A sessão da última quinta-feira (15/12) na Comissão de Constituição e Justiça (CCJ) da Câmara dos Deputados terminou de madrugada para que fosse possível aprovar a Proposta de Emenda à Constituição (PEC) 287/16, que altera as regras da Previdência. A celeridade do processo, no entanto, é criticada por especialistas, como as advogadas previdenciárias Silvana Alves e Maytê Feliciano, que também se queixam da falta de clareza sobre o projeto.

Para Silvana, que, inclusive, ajuda a organizar protesto contra a PEC neste domingo (18) na Praça Tamandaré, a população está muito confusa quanto ao teor da proposta. “Essa PEC vai mexer com a vida de todos os cidadãos. Os detentores de mandato eletivo, por exemplo, vereadores, deputados estaduais; os servidores de cargo em comissão no Estado de Goiás; servidores públicos federais, estaduais e municipais; todos vão ser atingidos porque agora todos vamos seguir o mesmo regime de previdência”, ressaltou ela.

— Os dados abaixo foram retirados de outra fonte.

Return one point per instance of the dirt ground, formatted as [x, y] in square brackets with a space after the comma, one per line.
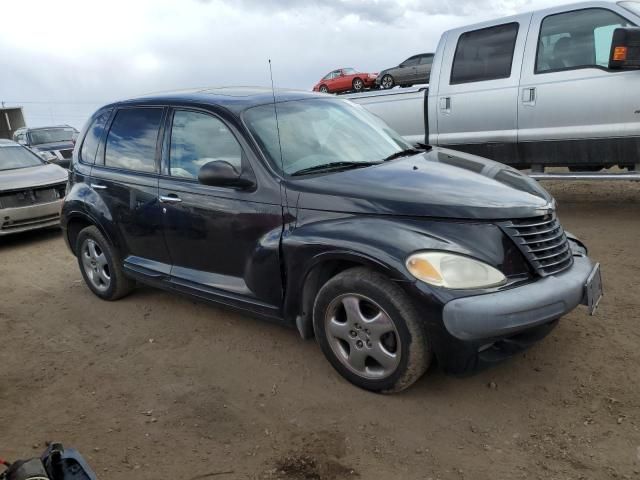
[160, 386]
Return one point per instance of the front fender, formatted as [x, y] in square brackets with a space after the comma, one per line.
[383, 243]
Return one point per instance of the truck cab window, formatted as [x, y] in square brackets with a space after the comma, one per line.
[577, 39]
[485, 54]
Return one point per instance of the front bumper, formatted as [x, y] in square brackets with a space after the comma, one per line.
[22, 219]
[511, 311]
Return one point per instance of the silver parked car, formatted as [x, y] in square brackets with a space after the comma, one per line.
[413, 70]
[31, 190]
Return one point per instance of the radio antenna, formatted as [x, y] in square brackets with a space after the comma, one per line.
[275, 110]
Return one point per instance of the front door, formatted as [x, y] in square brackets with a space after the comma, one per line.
[478, 89]
[572, 109]
[223, 242]
[125, 181]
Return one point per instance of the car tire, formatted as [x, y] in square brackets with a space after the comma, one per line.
[387, 82]
[370, 331]
[101, 266]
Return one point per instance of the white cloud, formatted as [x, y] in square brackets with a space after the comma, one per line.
[80, 54]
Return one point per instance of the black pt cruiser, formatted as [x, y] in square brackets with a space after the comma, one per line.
[307, 209]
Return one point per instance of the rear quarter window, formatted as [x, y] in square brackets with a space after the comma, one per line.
[132, 139]
[93, 136]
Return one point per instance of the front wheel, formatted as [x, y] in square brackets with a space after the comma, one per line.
[387, 82]
[100, 265]
[370, 331]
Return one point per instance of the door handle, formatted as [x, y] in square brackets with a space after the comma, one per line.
[529, 96]
[171, 198]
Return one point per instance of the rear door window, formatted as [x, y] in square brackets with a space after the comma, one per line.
[199, 138]
[92, 138]
[485, 54]
[577, 39]
[132, 139]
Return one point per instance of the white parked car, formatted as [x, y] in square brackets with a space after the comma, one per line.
[31, 190]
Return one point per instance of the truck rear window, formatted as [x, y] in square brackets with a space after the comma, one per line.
[485, 54]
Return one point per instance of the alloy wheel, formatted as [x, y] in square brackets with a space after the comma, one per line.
[363, 336]
[96, 266]
[387, 81]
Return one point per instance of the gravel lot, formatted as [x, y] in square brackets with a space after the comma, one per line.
[159, 386]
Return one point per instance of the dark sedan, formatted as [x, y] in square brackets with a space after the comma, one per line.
[312, 212]
[413, 70]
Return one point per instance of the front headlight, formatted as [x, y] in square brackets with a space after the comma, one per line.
[449, 270]
[47, 156]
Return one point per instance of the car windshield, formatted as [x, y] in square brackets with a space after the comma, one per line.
[633, 6]
[17, 157]
[319, 132]
[52, 135]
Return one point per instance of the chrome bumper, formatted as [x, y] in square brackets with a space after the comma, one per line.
[21, 219]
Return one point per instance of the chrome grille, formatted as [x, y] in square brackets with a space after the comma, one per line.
[32, 196]
[543, 242]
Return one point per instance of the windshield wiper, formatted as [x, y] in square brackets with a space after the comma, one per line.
[417, 148]
[333, 166]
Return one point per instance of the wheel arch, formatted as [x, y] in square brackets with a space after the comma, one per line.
[76, 222]
[299, 301]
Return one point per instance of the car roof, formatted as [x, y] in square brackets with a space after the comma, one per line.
[8, 143]
[47, 127]
[560, 8]
[235, 99]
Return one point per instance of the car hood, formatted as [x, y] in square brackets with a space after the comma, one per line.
[47, 147]
[21, 178]
[440, 183]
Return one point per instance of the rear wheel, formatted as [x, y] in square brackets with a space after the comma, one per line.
[100, 265]
[370, 331]
[387, 81]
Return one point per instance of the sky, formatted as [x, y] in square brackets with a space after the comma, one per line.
[62, 59]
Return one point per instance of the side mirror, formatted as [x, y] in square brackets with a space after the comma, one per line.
[220, 173]
[625, 49]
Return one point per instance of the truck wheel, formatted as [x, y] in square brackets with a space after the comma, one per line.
[100, 265]
[387, 82]
[370, 331]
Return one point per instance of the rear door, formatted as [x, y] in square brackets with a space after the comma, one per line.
[572, 109]
[223, 241]
[477, 102]
[124, 179]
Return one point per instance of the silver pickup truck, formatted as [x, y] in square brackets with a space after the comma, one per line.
[554, 87]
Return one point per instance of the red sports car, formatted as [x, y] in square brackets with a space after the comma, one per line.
[345, 79]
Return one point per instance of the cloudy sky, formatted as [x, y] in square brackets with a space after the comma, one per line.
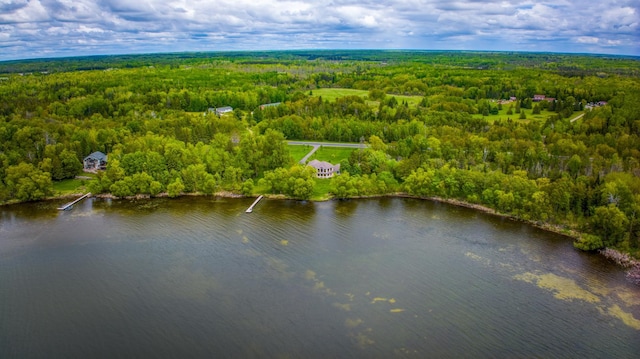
[52, 28]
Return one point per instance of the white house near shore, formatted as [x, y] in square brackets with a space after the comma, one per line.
[324, 169]
[95, 161]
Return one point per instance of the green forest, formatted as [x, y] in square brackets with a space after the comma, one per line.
[553, 139]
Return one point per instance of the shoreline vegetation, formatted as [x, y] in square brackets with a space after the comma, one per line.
[549, 139]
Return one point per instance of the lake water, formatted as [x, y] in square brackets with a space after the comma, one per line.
[377, 278]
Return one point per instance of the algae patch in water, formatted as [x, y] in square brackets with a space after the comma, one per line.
[563, 288]
[352, 323]
[345, 307]
[627, 318]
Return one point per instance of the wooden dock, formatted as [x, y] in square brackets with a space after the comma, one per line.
[250, 209]
[70, 204]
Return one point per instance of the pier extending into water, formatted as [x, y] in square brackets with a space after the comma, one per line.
[70, 204]
[250, 209]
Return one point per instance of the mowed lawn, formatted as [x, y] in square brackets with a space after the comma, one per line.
[331, 94]
[299, 151]
[332, 155]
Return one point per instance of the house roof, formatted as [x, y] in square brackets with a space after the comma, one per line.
[97, 156]
[322, 164]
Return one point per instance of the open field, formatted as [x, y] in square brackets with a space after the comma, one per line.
[299, 151]
[331, 94]
[502, 115]
[331, 154]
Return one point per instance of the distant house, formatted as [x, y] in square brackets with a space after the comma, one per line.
[274, 104]
[324, 169]
[95, 161]
[220, 110]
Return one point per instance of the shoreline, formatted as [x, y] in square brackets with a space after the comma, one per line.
[609, 253]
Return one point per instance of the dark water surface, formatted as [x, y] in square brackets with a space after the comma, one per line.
[379, 278]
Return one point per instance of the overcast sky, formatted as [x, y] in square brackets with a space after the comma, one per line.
[52, 28]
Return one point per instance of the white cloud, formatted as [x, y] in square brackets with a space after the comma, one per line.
[587, 40]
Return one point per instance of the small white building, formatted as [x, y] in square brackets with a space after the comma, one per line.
[95, 161]
[324, 169]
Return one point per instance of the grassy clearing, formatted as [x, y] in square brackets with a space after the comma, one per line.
[502, 115]
[321, 189]
[332, 154]
[299, 151]
[331, 94]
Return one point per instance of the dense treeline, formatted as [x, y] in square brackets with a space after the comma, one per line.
[152, 116]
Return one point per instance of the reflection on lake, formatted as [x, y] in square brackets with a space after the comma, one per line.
[197, 277]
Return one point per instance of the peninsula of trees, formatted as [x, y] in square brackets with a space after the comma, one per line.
[547, 138]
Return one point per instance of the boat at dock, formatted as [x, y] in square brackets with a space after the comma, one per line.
[250, 209]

Segundo ela, as propostas da PEC são “gravíssimas”. Entre os pontos mais controversos, a advogada destaca, por exemplo, o estabelecimento de uma idade mínima para todos os contribuintes, independente de gênero e de área de atuação. “Nós não temos no Brasil hoje idade mínima para aposentar, nós temos tempo de contribuição, é a regra básica. Agora, vai começar a ser de 65 anos para todos”, explica.

Ela argumenta que algumas categorias específicas terão dificuldades para conseguir a aposentadoria integral. É o caso, por exemplo, dos trabalhadores rurais. Silvana explica que, atualmente, as mulheres podem se aposentar aos 55 anos e os homens, aos 65. Com a mudança, a idade mínima dos dois passa a ser de 65.

Além disso, eles passam a ter que contribuir com o Instituto Nacional do Seguro Social (INSS), o que não é exigido atualmente. “Não se sabe ainda qual o valor, se é anual ou é mensal, isso ainda vai vir para nós por meio de lei federal, mas de onde eles vão tirar dinheiro para contribuir?”, questiona ela. “E outra: será que o homem e a mulher do campo vão ter saúde para trabalhar até os 65 anos?”

Outra mudança criticada pelas advogadas é o aumento da idade mínima para aposentadoria por contribuição, que passaria de 35 para 49 anos. “É quase meio século contribuindo para o INSS, para um benefício que você vai, por exemplo, começar a usufruir com 70 anos de idade. A expectativa de vida do brasileiro hoje é de 70, 72 anos. Então você vai contribuir tudo isso para se aposentar por dois anos? Vai compensar?”, pergunta Silvana.

A exclusão da possibilidade de recebimento de pensão e aposentadoria ao mesmo tempo, diz Silvana, também é preocupante: “Para mim é o mais grave, porque fere cláusula pétrea da Constituição Federal”. “Hoje o aposentado, se ficar viúvo ou viúva, pode receber pensão. Se a reforma da previdência for aprovada, não vai ser mais possível acumular pensão e aposentadoria. Você vai ter que optar entre uma ou outra”, diz.